Le premier répondit : quarante livres; le deuxième, trente; un troisième, Matteo, qui nous avait plus d’une fois promenés par les canaux, me demanda vingt-cinq francs sans compter la bottiglia ou la bonne main, un franc par rameur. Je consentis.

« Per l’interno ? » observa Matteo.

Sans doute. Nous n’avons assurément nul désir de sortir de l’enceinte des lagunes et de naviguer en pleine mer.
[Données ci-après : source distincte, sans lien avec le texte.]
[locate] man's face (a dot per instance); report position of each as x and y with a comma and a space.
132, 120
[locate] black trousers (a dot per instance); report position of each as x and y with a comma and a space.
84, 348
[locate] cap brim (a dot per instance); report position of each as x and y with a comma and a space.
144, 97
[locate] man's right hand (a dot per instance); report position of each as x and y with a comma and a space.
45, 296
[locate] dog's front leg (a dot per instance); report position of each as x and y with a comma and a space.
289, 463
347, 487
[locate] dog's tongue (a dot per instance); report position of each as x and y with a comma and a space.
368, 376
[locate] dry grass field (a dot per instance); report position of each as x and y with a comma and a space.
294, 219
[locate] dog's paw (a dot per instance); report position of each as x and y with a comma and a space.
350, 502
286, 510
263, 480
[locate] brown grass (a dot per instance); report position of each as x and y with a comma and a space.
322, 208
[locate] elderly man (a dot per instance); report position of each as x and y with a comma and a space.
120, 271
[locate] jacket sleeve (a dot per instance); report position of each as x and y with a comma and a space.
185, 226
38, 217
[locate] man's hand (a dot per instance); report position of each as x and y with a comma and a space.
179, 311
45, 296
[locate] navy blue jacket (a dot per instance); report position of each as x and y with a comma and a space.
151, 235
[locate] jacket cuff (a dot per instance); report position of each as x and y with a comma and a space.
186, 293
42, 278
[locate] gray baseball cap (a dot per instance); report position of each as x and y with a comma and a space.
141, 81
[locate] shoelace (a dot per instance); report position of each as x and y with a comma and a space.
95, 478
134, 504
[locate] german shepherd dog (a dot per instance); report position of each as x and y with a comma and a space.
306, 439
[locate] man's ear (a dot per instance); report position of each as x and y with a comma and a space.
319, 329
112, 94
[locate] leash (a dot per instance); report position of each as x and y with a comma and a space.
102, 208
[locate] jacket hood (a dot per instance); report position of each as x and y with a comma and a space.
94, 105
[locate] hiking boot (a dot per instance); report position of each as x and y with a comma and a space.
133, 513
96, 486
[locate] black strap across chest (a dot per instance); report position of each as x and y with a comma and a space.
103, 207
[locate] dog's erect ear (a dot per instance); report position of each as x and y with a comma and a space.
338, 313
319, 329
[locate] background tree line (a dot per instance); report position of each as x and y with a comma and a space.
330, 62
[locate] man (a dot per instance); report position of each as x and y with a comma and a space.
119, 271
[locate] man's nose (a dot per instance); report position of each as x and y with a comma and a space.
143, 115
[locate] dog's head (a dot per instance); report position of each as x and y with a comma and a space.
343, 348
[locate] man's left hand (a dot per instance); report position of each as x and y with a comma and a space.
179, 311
Ce qu’il nous faut, c’est un ciel pur et, sous la gondole, un miroir.

« Vous aurez le miroir ! » dit gaiement Matteo en consultant l’horizon.
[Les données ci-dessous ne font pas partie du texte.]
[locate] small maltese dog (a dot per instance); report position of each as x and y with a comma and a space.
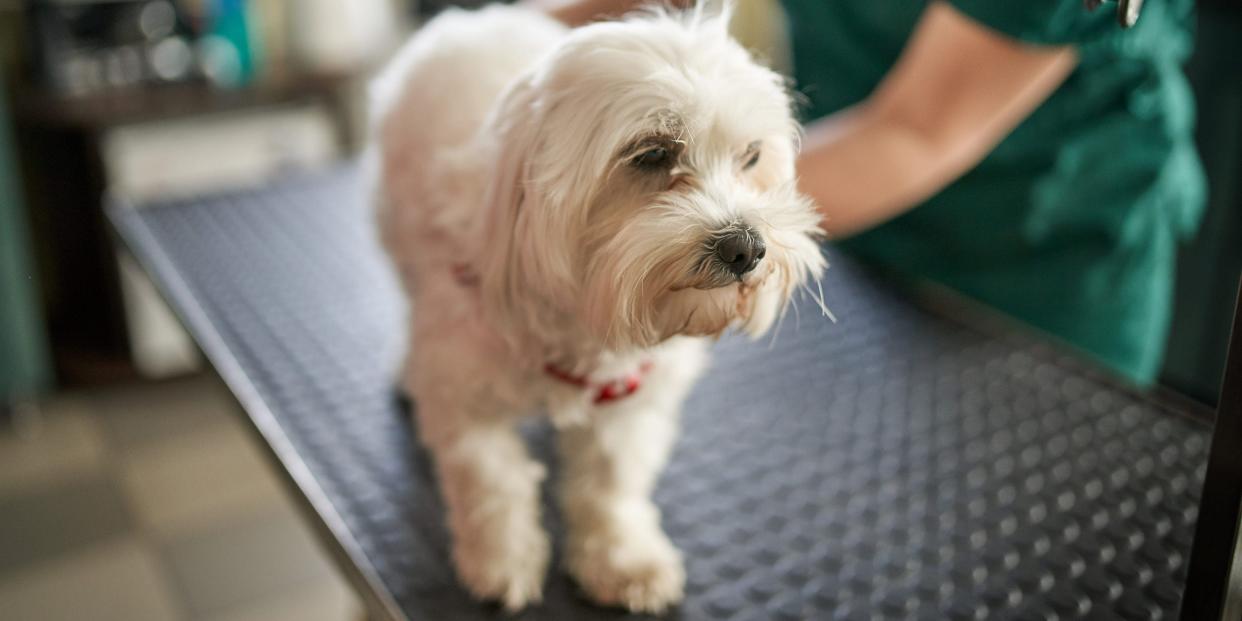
574, 214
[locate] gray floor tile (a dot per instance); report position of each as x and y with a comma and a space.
118, 580
322, 600
44, 522
190, 481
142, 415
245, 562
62, 441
Tant d’îles et d’objets divers défilaient avec rapidité sous nos regards que nous avions à peine le temps d’en demander les noms :
le Lazzaretto ; la Grazia, îlot où l’on fabrique la poudre ; San Seraglio ; San Lazaro ; San Clemente ; à gauche, le Lido et son église rouge , le Lazzaretto Vecchio ; à droite, au loin, Fusino où l’on va chercher l’eau douce ; Sacramento, hôpital d’aliénés, idée qui offusque au milieu de ces enchantements.
« Et cependant, dit une de mes compagnes, si l’on venait à sentir sa raison troublée, qu’aurait-on à désirer de mieux que de venir s’asseoir pour le reste de sa vie à l’une de ces grilles? »
– San Spirito, encore une poudrière ; mais comment tout énumérer ?

Extrait de : LE TOUR DU MONDE – Édouard Charton  – Volume XXVI -1873-2nd semestre – Pages 401-416

Parti sur une eau comme un miroir, Édouard Charton et sa compagnie essuyèrent une rude tempête lors du retour. « Tempo brutto ! » disent les vieux loups de mer.

De nos jours, vous pouvez aller de Venise à Chioggia par le vaporetto. Le village est également accessible par la route.